Math 3345
Section 16 Exercise 9
Let A, B, C, D be sets such that A is equinumerous to C and B is equinumerous to D. Show that AxB is equinumerous to CxD.
I believe I have the correct answer for when all A, B, C, D are finite. I think it works but I'm not sure if it's correct for when the sets are infinite.
My answer:
I'm using the '||' symbols to denote "the cardinality of"/"the length of", and 'x' to represent Cartesian product (I apologize, I'm new to formatting on the site)
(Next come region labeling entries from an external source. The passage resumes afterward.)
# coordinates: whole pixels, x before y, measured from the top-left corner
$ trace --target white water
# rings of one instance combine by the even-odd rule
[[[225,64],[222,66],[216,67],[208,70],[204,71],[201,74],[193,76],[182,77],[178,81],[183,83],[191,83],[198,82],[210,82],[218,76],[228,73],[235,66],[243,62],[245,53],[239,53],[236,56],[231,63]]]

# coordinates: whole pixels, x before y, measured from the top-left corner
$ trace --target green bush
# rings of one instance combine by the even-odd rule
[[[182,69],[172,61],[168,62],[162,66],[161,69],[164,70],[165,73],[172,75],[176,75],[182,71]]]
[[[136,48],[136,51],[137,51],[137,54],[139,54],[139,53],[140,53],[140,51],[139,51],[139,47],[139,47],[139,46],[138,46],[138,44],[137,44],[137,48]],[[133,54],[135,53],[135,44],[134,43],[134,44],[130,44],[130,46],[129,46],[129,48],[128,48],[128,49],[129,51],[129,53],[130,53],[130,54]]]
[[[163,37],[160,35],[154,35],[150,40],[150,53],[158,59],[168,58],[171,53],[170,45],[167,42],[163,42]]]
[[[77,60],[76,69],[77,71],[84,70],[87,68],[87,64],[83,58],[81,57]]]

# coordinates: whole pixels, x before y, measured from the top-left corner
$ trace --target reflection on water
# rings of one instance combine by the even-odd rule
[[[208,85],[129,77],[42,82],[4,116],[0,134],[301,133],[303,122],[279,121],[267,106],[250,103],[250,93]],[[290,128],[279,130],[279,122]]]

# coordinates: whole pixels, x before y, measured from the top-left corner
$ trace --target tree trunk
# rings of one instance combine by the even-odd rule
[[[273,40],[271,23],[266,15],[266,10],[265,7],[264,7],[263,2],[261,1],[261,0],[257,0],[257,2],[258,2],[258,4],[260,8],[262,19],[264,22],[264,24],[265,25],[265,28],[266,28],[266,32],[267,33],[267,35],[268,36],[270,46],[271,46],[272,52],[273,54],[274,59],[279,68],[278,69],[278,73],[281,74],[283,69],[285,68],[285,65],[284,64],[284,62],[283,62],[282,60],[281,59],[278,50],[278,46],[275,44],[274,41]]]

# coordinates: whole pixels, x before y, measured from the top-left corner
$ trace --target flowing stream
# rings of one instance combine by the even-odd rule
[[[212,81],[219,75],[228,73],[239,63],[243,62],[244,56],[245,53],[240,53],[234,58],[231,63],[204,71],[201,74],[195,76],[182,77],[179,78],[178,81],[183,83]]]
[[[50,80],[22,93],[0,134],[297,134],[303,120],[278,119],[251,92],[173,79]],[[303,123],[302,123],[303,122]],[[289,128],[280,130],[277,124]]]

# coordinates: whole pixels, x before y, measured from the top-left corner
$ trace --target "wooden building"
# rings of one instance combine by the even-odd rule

A equinumerous to C, therefore |A| = |C|
B equinumerous to D, therefore |B| = |D|
|AxB| = (|A|)(|B|) = (|C|)(|B|) = (|C|)(|D|) = |CxD|
Therefore, since |AxB| = |CxD|, then AxB is equinumerous to CxD.
Best Answer
As Asa Karagila said your argument is not right since essentially is what you have to prove (at least in the infinite case)
Try the following:
As $|A|=|C|$ then there exists a bijection $f:A\rightarrow C$. Analogous there exist a bijection $g:B \rightarrow D$.
The function $f\times g :A\times B\rightarrow C\times D$ defined as $(f\times g) (x,y)=(f(x),g(y))$ is a bijection. Prove it.
Finally conclude $|A\times B|=|C\times D|$.